The estimated $23 million the legislation would raise during this fiscal year and the projected take of $31 million in fiscal 2010 would go into the state’s general fund. However, the governor and legislative supporters have promised that they would steer the revenue toward improving trauma care across Georgia.
In a state with a reputation for lead-footed drivers, targeting super speeders would start a gradual shift in attitudes away from driving too fast, said Rep. Jim Cole, R-Forsyth, Perdue’s floor leader in the House.
“We’re trying to create an atmosphere where 10 to 15 years down the road people’s behavior on our interstates is slower,” he said.

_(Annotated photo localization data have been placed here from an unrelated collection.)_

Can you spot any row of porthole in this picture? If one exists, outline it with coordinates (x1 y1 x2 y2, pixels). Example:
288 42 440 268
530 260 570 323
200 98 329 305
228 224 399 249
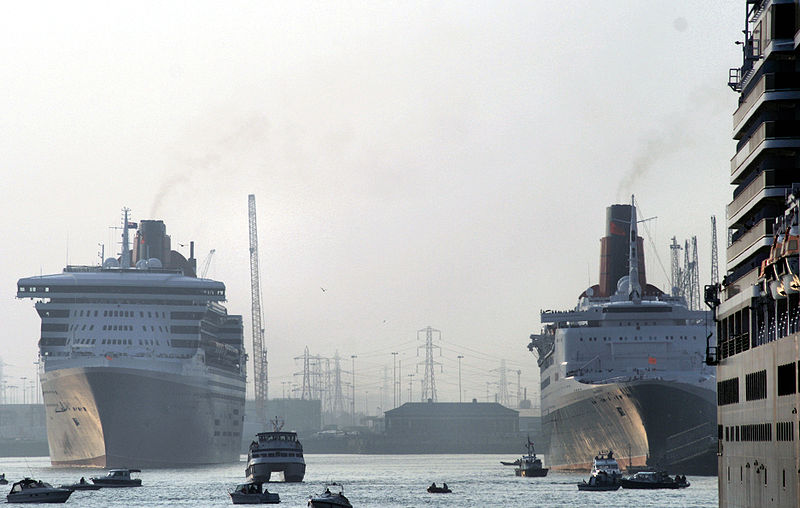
579 336 698 341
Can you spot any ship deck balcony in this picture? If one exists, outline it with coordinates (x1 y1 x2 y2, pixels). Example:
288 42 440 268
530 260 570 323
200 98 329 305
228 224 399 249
727 170 791 227
727 218 773 266
730 121 800 183
733 73 800 137
721 265 761 300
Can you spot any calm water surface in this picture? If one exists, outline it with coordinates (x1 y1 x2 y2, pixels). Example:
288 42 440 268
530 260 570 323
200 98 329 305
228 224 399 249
0 455 717 507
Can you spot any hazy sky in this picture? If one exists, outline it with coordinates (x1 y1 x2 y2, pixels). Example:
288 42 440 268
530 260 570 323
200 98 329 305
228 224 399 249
1 1 742 410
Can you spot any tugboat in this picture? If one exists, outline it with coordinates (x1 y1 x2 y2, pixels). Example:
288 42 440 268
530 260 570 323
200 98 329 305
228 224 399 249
6 478 73 504
246 417 305 483
503 437 548 477
228 481 280 504
90 469 142 487
619 471 689 489
308 482 351 508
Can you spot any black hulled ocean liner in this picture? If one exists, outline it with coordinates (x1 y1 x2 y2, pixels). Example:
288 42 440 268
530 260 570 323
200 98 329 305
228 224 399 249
16 211 246 467
529 198 717 475
711 1 800 506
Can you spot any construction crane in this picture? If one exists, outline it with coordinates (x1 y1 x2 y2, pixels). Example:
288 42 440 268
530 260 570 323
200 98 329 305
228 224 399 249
200 249 215 278
248 195 268 425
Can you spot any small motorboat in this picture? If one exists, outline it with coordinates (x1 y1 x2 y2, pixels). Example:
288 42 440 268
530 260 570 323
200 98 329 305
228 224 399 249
577 471 620 491
90 468 142 487
229 481 280 504
59 477 102 491
6 478 73 504
308 482 352 508
427 482 452 493
619 471 690 489
0 473 8 485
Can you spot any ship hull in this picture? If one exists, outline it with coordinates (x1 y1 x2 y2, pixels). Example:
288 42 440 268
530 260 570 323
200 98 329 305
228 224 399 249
544 379 717 475
42 366 244 467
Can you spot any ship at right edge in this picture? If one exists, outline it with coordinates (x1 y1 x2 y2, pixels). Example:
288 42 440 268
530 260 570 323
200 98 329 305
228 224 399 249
710 1 800 506
529 197 718 476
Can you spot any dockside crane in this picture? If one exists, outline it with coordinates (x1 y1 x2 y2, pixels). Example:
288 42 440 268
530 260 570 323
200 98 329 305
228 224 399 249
248 195 268 425
710 215 719 285
200 249 215 278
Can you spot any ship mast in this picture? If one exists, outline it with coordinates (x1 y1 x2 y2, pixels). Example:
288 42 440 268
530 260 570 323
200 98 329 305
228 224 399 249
628 195 642 303
121 208 131 268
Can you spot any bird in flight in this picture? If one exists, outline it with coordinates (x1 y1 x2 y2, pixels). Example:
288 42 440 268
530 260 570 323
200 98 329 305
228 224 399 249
320 287 327 292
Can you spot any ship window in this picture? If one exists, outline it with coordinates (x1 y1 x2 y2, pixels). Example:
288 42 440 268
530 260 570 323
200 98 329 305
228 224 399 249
90 325 94 330
148 312 152 317
777 362 796 396
727 466 730 482
783 469 785 489
745 370 768 401
94 311 97 316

But opponents argued that the bill’s absence of sanctions for guilty drivers beyond higher fines shows that is intended to raise money rather than punish super speeders. The bill would not add points to drivers’ insurance premiums or hold out the possibility of jail for offenders.
Rep. Alan Powell, D-Hartwell, said heavier fines without more police enforcement wouldn’t work.
“Fines and revenues don’t slow people down,” he said. “What slows people down is when you see a trooper or county deputy on the side of the road shooting radar.”
Similar concerns have helped sink the super speeder bill for the last two years.
But Perdue got the influential backing of Speaker Glenn Richardson, who made a rare trip to the House well on Monday to urge lawmakers to support the bill.
Richardson, R-Hiram, noted that when the legislature doubled fines for speeding in construction zones several years ago, the number of fatalities went down.
“We can’t have blue lights everywhere,” he said. “We have to tell them we’re going to hit them in the pocketbook.”
The super speeders bill also would increase the fee for reinstatement of suspended driver’s licenses.